No, she thought. Not so easy, dude. You aren’t off the hook yet.
“Miloon!” she said, running back to the Vespa. “Let’s follow him. I want to make him an offer he won’t refuse.”
“What you offer?”
“Whatever he wants. Let’s go.”
Miloon had his hands full negotiating the waterholes, other vehicles, an elephant and growing darkness. But in the end it was lack of speed that made following Porter Vale turn out to be impossible.
When they reached the quay in town Kiera was sullen, but still in a determined mood. She leaned forward. “We need to find him.”
Miloon pointed out some bars, Phnom Penh’s night life in full swing. “The Strip. Like Las Vegas. Porter maybe here.”
It was a long run of clubs, bars and restaurants. Places like the Shanghai Bar, Howie’s, The Heart of Darkness where, Miloon informed her, the Khmer mob hung out.
Probably the hangout of the thieves who got her suitcase, she thought grimly.
Leaving her with the scooter, Miloon went in one bar after another and outside talked to fellow tuk-tuk, cyclo and taxi drivers.
Then he tried the Flamingos Hotel where he said a lot of guys like the Roof Top Lounge.
No luck there either. But he came back and said that a friend of his said a couple men had been asking around about an American girl. Tall. Maybe one with some face bruises.
“You wait with a friend,” Miloon said. “I find Porter Vale.”
He took her to an out of the way little restaurant far down the quay and had her come into a small patio where she wouldn’t be seen by patrons or anyone on the street. She did have a lovely view of the river and Miloon said his friend would bring food.
She paid Miloon twenty dollars and promised
him twenty more when he found Porter Vale. A small fortune for a guy like him. She liked Miloon and didn’t know why he was so loyal to her but she accepted it. He was her one piece of good luck.
A woman came out on the patio and held out a black cotton blouse and black cotton pants. “For you. I clean,” she tugged gently at Kiera clothes. “Okay. Very fast. I clean. You eat food, I finish.”
Another woman came out with a large basin of water and some towels. “You clean.”
I love these women, Kiera thought as she stripped out of all her clothes and put on the trousers and blouse.
A hundred times more comfortable, Kiera had what otherwise might have been a really enjoyable meal on the private patio at this little bistro on the quay.
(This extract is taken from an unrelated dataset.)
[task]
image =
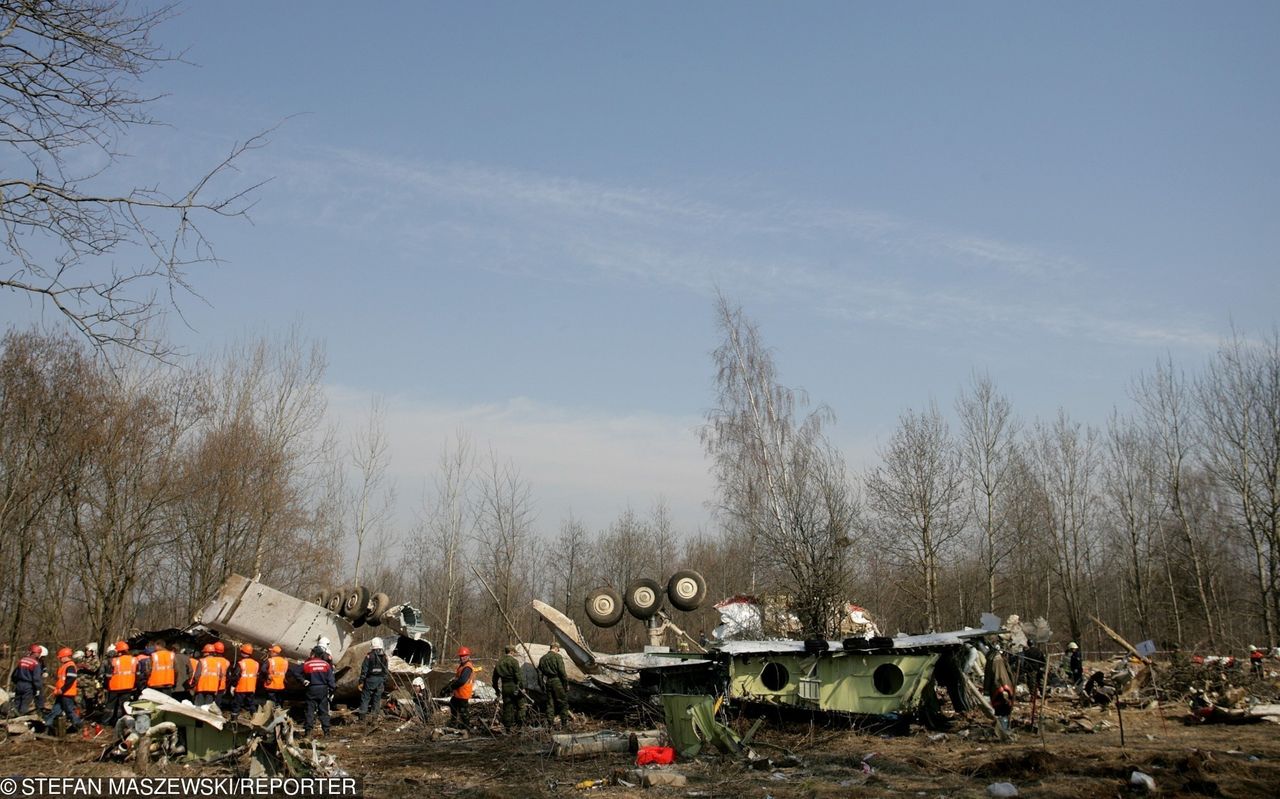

Baked fish with coconut, lemon grass and chili in a banana leaf plus a rice noodle soup called kyteow. She ate hungrily, but her anxiety level remained extreme. I’ll sleep with the son of a bitch, give him blow jobs all the way to Laos, she thought with a macabre inner laugh.
But then Mister Bushwhacker Cool probably had all the females and blow jobs he needed. He hadn’t acted the least bit interested, so she assumed her carnal thoughts were most likely for naught.
She sipped an iced coffee sweetened with canned milk that was a little like drinking liquid sugar. She was also subjected to an occasional whiff of harsh smelling cigarettes from the men talking and smoking on the other side of the bamboo wall that separated the owner’s private area from the restaurant.
Her anger unabated, she watched river traffic. The sun had filled the cloudy sky with a spill of reds and pinks and now, as it slipped away, the solemnity of night settled all around.
The river here was actually the intersection of rivers and bustled with flat-bottomed pirogues and long-tailed, roofed boats and all manner of fishing craft and few power boats. It was like looking back in history. People had been living on this river for thousands of years and many of them exactly the same way.
I’m going up there, she thought, looking off in the direction of Laos. I’m going to find that damn plane and that’s all there is to it. She asked for another glass of coffee and watched the sun go down.